Parmi les nombreuses célébrations, dix ans après les attentats qui eurent lieu aux États-Unis, les représentations de la pièce de Michel Vinaver, 11 Septembre 2001, revêtaient un caractère particulier. Tourné vers l'avenir, le spectacle d'Arnaud Meunier conduit avec des lycéens de Seine-Saint-Denis relevait non de la commémoration, mais d'un « rituel de réparation », selon l'expression du sociologue Luc Boltanski, observateur du projet.
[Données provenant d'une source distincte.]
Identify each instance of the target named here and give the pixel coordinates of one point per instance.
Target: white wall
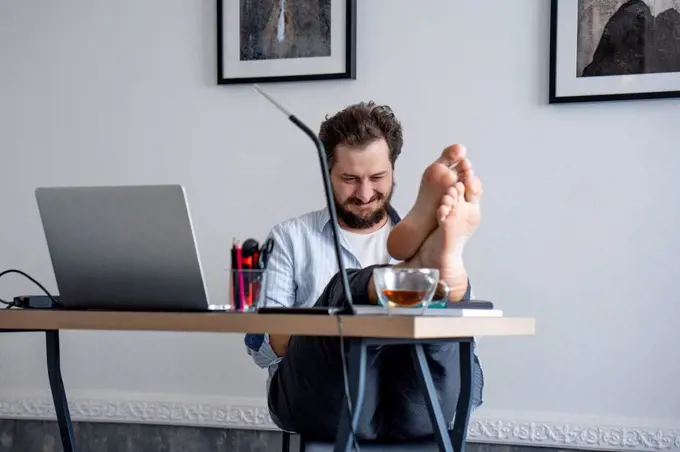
(580, 212)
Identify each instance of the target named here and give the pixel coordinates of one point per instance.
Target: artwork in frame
(604, 50)
(285, 40)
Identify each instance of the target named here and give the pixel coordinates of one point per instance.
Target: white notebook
(434, 312)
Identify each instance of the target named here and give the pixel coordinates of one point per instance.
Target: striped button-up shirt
(301, 265)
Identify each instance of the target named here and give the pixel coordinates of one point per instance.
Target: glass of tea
(407, 287)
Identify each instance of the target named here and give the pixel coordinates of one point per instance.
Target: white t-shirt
(370, 249)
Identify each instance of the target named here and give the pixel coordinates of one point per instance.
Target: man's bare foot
(407, 236)
(457, 220)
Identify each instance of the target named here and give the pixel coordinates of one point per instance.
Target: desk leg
(58, 392)
(357, 381)
(464, 407)
(424, 376)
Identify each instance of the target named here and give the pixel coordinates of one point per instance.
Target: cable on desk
(33, 280)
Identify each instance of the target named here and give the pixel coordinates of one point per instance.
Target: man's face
(362, 184)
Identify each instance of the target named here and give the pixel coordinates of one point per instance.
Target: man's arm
(279, 291)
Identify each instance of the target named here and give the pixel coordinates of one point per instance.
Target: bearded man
(305, 386)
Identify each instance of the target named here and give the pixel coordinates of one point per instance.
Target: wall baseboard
(486, 426)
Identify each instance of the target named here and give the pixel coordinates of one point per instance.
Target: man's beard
(355, 221)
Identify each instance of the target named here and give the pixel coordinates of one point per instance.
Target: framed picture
(285, 40)
(614, 50)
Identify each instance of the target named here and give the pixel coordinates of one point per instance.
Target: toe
(452, 154)
(443, 212)
(450, 198)
(460, 188)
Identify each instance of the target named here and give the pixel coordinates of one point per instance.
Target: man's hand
(279, 343)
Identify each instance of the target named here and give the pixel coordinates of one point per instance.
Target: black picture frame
(237, 63)
(570, 51)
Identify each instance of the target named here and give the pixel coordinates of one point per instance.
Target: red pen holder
(247, 289)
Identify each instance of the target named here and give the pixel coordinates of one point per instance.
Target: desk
(362, 332)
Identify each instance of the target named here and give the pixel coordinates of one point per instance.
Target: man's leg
(307, 391)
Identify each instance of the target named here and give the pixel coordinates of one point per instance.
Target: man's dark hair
(359, 125)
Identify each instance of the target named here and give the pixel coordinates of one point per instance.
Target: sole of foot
(457, 220)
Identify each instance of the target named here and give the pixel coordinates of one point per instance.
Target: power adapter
(34, 302)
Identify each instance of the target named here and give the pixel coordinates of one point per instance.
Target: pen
(239, 265)
(234, 276)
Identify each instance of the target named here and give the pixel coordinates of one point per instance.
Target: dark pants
(307, 390)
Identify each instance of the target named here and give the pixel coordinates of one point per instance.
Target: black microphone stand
(348, 306)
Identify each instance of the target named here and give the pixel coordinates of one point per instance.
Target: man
(305, 385)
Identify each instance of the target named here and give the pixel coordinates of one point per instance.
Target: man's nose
(365, 192)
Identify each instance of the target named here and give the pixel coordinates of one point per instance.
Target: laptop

Bilingue, lié à la culture des États-Unis par ses études d'adolescent juif réfugié avec sa famille, puis par son activité professionnelle dans la multinationale Gillette, Michel Vinaver avait déjà situé plusieurs pièces de l'autre côté de l'Atlantique (L'Ordinaire et King), ou bien dans le contexte d'une entreprise américaine (Par-dessus bord et À la renverse). Rivé à la télévision les premières heures après les attentats du 11-Septembre, plongé dans la lecture des journaux les jours suivants, il a préféré ne pas attendre « la banalisation du souvenir » et la sédimentation des commentaires. Il a très vite renoué avec l'écriture, directement en anglais, avant de donner lui-même la version française, à l'exception des paroles d'un chœur restées en langue originale. Le texte fut conçu comme un livret, initialement destiné au musicien Georges Aperghis, finalement créé en 2005 à Los Angeles par Robert Cantarella, malgré l'autocensure, peu avant les représentations, des services culturels de l'ambassade de France. Ceux-ci avaient retiré leurs subsides au projet à cause de citations alternées de Ben Laden et de Bush, qui s'achevaient par un parallélisme exemplaire : « Que Dieu nous protège » et « Que Dieu nous bénisse ».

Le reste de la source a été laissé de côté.